Subjek ini hendaknya bertransformasi ke arah yang semakin jelas struktur keilmuannya, lebih hidup dan bertenaga ketimbang model pendidikan moral Pancasila (PMP) dan pendidikan Pancasila dan kewarganegaraan (PPKn) masa Orde Baru yang serbanormatif. Pelajaran tidak berkembang karena pendekatan pembelajaran bersifat indoktrinatif, regimentatif, monologis, dan tidak partisipatif (Azyumardi Azra, 2008).

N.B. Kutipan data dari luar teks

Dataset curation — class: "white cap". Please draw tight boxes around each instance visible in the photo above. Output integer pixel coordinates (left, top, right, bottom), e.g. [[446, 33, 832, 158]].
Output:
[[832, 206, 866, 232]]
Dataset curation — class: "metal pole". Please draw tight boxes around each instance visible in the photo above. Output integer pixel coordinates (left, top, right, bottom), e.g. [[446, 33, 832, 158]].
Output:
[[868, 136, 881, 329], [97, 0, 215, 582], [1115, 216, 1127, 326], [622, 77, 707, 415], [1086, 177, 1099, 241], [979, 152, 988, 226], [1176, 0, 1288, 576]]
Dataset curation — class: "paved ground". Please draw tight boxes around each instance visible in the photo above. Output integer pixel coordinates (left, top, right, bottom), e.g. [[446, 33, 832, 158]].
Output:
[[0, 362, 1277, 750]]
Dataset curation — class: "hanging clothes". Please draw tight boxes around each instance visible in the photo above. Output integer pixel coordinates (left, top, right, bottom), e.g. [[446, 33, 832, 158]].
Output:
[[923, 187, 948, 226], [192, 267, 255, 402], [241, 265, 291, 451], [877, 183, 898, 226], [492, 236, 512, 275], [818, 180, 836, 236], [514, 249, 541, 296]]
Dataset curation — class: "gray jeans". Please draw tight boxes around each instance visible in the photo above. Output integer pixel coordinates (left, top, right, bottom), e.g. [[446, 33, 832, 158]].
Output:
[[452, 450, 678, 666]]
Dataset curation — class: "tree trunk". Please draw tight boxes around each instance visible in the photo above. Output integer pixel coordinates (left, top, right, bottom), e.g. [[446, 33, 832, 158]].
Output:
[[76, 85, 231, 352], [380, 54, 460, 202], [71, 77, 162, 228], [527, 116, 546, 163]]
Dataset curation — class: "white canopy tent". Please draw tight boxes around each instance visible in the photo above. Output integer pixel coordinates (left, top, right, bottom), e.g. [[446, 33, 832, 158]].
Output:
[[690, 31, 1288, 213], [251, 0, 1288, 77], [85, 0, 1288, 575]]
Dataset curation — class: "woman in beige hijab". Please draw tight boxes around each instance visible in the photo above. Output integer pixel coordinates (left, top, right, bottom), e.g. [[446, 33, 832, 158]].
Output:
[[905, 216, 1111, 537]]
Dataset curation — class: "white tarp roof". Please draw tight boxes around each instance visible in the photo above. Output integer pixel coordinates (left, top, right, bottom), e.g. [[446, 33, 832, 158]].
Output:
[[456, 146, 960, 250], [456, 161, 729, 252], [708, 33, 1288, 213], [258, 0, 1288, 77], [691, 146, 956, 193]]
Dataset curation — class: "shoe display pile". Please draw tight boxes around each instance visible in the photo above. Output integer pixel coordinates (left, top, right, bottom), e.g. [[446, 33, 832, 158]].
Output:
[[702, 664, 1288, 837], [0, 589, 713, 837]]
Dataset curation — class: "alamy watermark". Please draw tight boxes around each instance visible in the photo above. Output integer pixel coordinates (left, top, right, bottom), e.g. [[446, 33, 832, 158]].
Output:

Kedua, pengarusutamaan Pancasila melalui Proyek Penguatan Profil Pelajar Pancasila (P5). P5 dengan skema project based learning, bersifat kolaboratif lintas mata pelajaran, kontekstual, dengan alokasi waktu, dan rapor tersendiri. Pancasila dimiliki secara kolektif semua mata pelajaran. Siswa melakukan dan mengalami sendiri bagaimana mengimplementasikan nilai-nilai Pancasila secara sadar.
Aktivitas pembelajaran proyek mengantar siswa menuju pengalaman belajar Pancasila yang kompleks dan dirancang sesuai dengan kondisi realitas. Pembelajaran proyek menghadirkan suasana belajar menyenangkan sehingga siswa termasuk guru menikmati setiap proses pembelajaran.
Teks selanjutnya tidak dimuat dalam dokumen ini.